Enfin il leva les yeux.

Son visage était sombre, son regard semblait lancer des éclairs, un tressaillement nerveux agitait tous ses membres.

— Mon père souffre ? dit le Cerf Noir d’une voix douce et affectueuse.

— Je souffre, répondit le chef.

— Le Guecubu a soufflé sur le cœur de mon père, mais qu’il prenne courage, Pillian le soutiendra.

— Non, répondit Antinahuel : le souffle qui dessèche ma poitrine est un souffle de crainte.

— De crainte ?

— Oui, les Huincas sont puissants, je redoute la force de leurs armes pour mes jeunes hommes.
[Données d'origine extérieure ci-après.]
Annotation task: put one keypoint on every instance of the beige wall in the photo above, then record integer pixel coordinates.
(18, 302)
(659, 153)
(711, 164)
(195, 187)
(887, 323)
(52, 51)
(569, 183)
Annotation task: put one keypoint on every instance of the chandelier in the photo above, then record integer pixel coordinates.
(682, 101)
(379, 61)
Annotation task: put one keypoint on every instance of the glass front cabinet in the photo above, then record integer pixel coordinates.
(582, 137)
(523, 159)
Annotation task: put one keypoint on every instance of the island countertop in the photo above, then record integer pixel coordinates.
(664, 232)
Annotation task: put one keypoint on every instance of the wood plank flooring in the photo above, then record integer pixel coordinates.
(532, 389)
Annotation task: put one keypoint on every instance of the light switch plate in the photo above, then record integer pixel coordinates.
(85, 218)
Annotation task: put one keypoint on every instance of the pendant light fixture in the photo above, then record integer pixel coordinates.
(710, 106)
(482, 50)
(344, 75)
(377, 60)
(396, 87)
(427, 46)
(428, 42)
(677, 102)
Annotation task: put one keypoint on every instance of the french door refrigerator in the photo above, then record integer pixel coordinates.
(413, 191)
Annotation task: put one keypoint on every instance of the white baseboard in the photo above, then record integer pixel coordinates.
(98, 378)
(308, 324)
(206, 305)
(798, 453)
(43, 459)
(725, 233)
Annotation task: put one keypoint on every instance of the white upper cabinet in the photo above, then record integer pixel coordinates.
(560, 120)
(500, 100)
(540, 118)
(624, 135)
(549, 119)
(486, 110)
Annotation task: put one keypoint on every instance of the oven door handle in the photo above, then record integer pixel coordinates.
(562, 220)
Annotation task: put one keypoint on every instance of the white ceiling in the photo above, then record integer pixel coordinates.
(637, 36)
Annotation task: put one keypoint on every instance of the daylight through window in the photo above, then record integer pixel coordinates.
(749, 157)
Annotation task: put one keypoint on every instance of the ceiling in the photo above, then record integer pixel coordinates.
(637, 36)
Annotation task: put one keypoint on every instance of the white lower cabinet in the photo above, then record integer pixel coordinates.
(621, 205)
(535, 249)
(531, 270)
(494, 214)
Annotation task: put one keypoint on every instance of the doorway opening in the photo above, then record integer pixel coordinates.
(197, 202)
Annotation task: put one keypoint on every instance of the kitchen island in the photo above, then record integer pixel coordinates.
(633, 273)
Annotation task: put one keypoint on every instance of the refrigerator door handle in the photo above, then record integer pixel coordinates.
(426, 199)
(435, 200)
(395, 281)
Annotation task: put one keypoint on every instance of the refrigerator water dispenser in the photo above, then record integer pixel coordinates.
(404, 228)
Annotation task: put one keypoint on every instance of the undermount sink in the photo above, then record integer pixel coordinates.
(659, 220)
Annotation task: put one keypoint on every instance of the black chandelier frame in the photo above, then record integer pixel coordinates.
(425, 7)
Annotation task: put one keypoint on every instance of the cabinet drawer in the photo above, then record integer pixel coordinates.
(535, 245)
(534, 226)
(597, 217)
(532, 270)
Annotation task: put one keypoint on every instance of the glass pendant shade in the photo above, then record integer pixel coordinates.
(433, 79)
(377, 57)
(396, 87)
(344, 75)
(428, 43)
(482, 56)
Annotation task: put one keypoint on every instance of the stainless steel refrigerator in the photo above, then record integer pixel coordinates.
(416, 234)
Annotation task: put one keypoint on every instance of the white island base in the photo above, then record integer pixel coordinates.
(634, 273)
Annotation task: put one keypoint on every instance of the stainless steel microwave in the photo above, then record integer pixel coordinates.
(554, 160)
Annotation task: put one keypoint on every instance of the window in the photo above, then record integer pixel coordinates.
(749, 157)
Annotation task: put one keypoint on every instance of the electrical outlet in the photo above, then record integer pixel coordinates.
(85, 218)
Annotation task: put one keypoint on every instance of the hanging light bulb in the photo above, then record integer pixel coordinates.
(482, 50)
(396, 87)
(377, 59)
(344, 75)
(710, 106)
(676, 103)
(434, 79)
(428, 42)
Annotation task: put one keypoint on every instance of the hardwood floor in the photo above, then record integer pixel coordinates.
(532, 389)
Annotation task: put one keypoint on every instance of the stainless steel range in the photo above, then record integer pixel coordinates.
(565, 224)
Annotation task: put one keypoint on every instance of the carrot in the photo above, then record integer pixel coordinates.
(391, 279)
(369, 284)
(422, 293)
Le Cerf Noir le considéra avec étonnement.

— Qu’importe la puissance des faces pâles, dit-il, puisque mon père est à la tête des quatre Utal-Mapus ?

— Cette guerre sera terrible, je veux vaincre.

— Mon père vaincra, tous les guerriers n’écoutent-ils pas sa voix ?

— Non, dit tristement Antinahuel, les Ulmènes des Puelches n’assistaient pas au Huinca-coyog.

— C’est vrai ! murmura le Cerf Noir.

— Les Puelches sont les premiers parmi les guerriers Aucas.

— C’est vrai, fit encore le Cerf Noir.

— Je souffre, répéta Antinahuel.

Le Cerf Noir lui posa la main sur l’épaule.

— Mon père, dit-il d’une voix insinuante, est le chef d’une grande nation, rien ne lui est impossible.

— Que veut dire mon fils ?

— La guerre est déclarée ; tandis que nous tenterons des maloccas — invasions — sur le territoire chilien pour tenir les ennemis dans l’inquiétude sur nos projets, que mon père monte avec ses mosotones sur ses coursiers, plus légers que le vent, et qu’il vole sur l’aile de la tempête auprès des Puelches ; sa parole les convaincra, les guerriers abandonneront tout pour le suivre et combattre sous ses ordres ; avec leur secours nous vaincrons les Huincas et le cœur de mon père se gonflera de joie et d’orgueil.

— Mon fils est sage, je suivrai son conseil, répondit le toqui avec un sourire d’une expression indéfinissable ; mais, il l’a dit, la guerre est résolue, les intérêts de ma nation ne doivent pas souffrir de la courte absence que je serai forcé de faire.

— Mon père y pourvoira.

— J’y ai pourvu, dit Antinahuel avec un sourire cauteleux, que mon fils écoute.

— Mes oreilles sont ouvertes pour recueillir les paroles de mon père.

— À l'endit-kà, — lever du soleil, — quand les fumées de l’eau de feu seront dissipées, les chefs demanderont Antinahuel.